Researchers from CoreLogic examined data from individual states and metros to determine where foreclosures were still a problem and where their significance had waned.
- The five states with the highest number of completed foreclosures for the 12 months ending in June 2015 were: Florida (102,000), Michigan (46,000), Texas (33,000), California (29,000) and Ohio (27,000).
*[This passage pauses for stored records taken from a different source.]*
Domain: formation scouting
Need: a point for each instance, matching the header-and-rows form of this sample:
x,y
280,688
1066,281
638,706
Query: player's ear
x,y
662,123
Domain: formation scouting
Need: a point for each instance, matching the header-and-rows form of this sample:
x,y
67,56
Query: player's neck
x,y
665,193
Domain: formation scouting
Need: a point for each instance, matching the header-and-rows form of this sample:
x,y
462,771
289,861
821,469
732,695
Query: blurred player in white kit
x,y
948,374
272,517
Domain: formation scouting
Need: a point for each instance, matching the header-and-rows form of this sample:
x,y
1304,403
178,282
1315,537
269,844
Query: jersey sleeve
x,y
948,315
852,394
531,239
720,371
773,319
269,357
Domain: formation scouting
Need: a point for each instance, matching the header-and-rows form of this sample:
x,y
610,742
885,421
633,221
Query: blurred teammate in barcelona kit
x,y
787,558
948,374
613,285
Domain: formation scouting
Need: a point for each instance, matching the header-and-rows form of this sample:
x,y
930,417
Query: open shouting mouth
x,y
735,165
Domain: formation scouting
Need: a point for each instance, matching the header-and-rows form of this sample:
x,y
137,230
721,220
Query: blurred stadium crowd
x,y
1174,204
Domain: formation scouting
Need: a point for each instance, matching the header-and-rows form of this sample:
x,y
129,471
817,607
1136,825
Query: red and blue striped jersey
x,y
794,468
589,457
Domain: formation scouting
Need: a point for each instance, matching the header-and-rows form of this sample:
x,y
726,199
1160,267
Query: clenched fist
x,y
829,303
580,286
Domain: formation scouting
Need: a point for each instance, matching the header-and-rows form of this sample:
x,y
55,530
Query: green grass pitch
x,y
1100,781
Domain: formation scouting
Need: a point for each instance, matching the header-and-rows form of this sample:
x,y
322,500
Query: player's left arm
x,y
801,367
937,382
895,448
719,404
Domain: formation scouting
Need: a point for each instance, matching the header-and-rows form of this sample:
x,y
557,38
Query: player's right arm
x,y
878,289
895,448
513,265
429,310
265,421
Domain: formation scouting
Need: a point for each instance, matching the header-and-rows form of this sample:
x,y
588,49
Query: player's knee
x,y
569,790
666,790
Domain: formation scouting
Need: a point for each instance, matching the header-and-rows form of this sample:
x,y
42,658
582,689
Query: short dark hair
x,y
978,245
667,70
Those five states accounted for almost half of all completed foreclosures nationally.
- Four states and the District of Columbia had the lowest number of completed foreclosures for the 12 months ending in June 2015: South Dakota (32), the District of Columbia (107), North Dakota (313), Wyoming (499) and West Virginia (566).
- Four states and the District of Columbia had the highest foreclosure inventory as a percentage of all mortgaged homes: New Jersey (4.7 percent), New York (3.7 percent), Florida (2.7 percent), Hawaii (2.5 percent) and the District of Columbia (2.4 percent).
Throughout the year, foreclosure rates have steadily declined, and the reason is simple: rising employment and strong home prices.
“The foreclosure rate for the U.S. has dropped to its lowest level since 2007, supported by a continuing decline in loans made before 2009, gains in employment and higher housing prices,” said Frank Nothaft, chief economist for CoreLogic.
Nothaft, added, however, that the improvements have not happened universally, and that in some areas, like Tampa and Suffolk, foreclosures are still very much a problem.
CoreLogic CEO and President Anand Nallathambi took a more positive tone in highlighting the country’s dwindling serious delinquency rate.
“Serious delinquency is at the lowest level in seven and a half years reflecting the benefits of slow but steady improvements in the economy and rising home prices,” he said. “We are also seeing the positive impact of more stringent underwriting criteria for loans originated since 2009 which has helped to lower the national seriously delinquent rate.”